Pengesahan revisi UU ITE dinilai menambah kekhawatiran masyarakat yang sudah mempertanyakan keseriusan Pemerintah untuk menghentikan pembungkaman kebebasan sipil di Indonesia.
“Sebenarnya, bukan hal yang mengejutkan di masa pemerintahan Jokowi, rupanya Jokowi memang tidak cukup memperlihatkan komitmen yang kuat terkait pembentukan hukum yang menguatkan partisipasi,” kata Herlambang lagi.
Sejumlah kasus kriminalisasi yang menjadi perhatian adalah kasus Haris Azhar dan Fatia Maulidiyanti yang saat ini menunggu vonis pengadilan karena dinilai bersalah dan telah mencemarkan nama baik Menko Marves Luhut Binsar Pandjaitan karena video podcast yang judulnya mengandung frasa “Lord Luhut”.
Begitupun dengan pernyataan-pernyataan Rocky Gerung yang masih diproses oleh pihak kepolisian.
Herlambang menegaskan, kasus-kasus ini tidak sepatutnya terjadi karena negara demokratis memerlukan kritik untuk memperkuat proses demokratisasi.
Ia melanjutkan, represi-represi yang dihadapi masyarakat saat ini akan menjadi momentum di tahun politik 2024. Herlambang mengatakan, respons dari para pasangan calon akan menjadi penting untuk mengubah sistem yang ada.

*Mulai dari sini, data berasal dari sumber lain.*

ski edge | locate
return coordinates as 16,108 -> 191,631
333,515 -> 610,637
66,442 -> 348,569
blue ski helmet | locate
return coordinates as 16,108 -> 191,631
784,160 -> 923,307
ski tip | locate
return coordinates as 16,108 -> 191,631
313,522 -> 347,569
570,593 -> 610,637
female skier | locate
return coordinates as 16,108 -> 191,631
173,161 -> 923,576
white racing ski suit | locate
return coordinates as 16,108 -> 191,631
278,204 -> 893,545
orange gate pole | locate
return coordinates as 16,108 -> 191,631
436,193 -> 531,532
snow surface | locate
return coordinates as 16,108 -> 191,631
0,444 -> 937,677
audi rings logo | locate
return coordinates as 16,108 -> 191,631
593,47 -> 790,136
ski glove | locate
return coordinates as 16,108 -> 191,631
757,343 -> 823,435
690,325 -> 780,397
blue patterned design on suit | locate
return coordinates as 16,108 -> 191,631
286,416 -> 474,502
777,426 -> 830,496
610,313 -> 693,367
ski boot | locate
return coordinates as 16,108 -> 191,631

“Sejauh mana para capres itu berani atau punya komitmen untuk mengubah arsitektur kekuasaan yang masih mengakar dalam dominasi oligarki,” jelaskan.

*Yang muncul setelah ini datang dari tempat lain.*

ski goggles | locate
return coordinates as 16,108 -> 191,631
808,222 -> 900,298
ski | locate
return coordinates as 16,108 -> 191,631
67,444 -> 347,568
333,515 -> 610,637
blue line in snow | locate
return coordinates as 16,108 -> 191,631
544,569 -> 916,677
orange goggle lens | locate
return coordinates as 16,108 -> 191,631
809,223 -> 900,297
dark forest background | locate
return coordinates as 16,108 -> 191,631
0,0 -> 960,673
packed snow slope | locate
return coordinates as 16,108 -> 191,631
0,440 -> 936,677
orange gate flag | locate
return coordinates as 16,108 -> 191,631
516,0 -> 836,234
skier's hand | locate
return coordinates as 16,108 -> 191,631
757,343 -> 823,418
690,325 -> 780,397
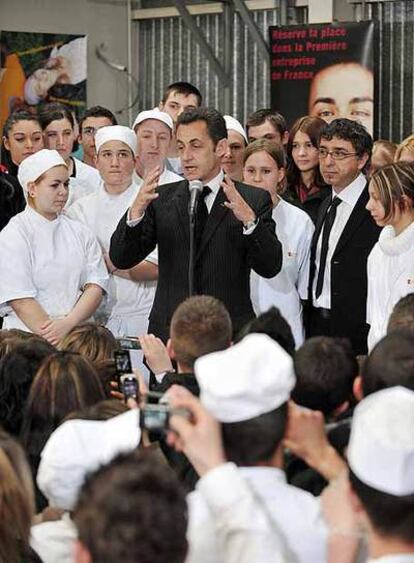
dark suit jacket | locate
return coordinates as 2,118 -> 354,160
308,186 -> 381,354
109,180 -> 282,339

Selain mengubah konstelasi pemanfaatan hukum untuk menopang kekuasaan dan relasi antara pemerintah dan oligarki, masyarakat juga perlu meminta pertanggungjawaban pemerintah untuk menghentikan politik manipulasi yang mengganggu kebebasan sipil.
“(Ini) bukan saja marak menjelang Pemilu melainkan pula terus menerus mereproduksi diri untuk pelanggengan rezim yang berkuasa,” jelas Herlambang lagi.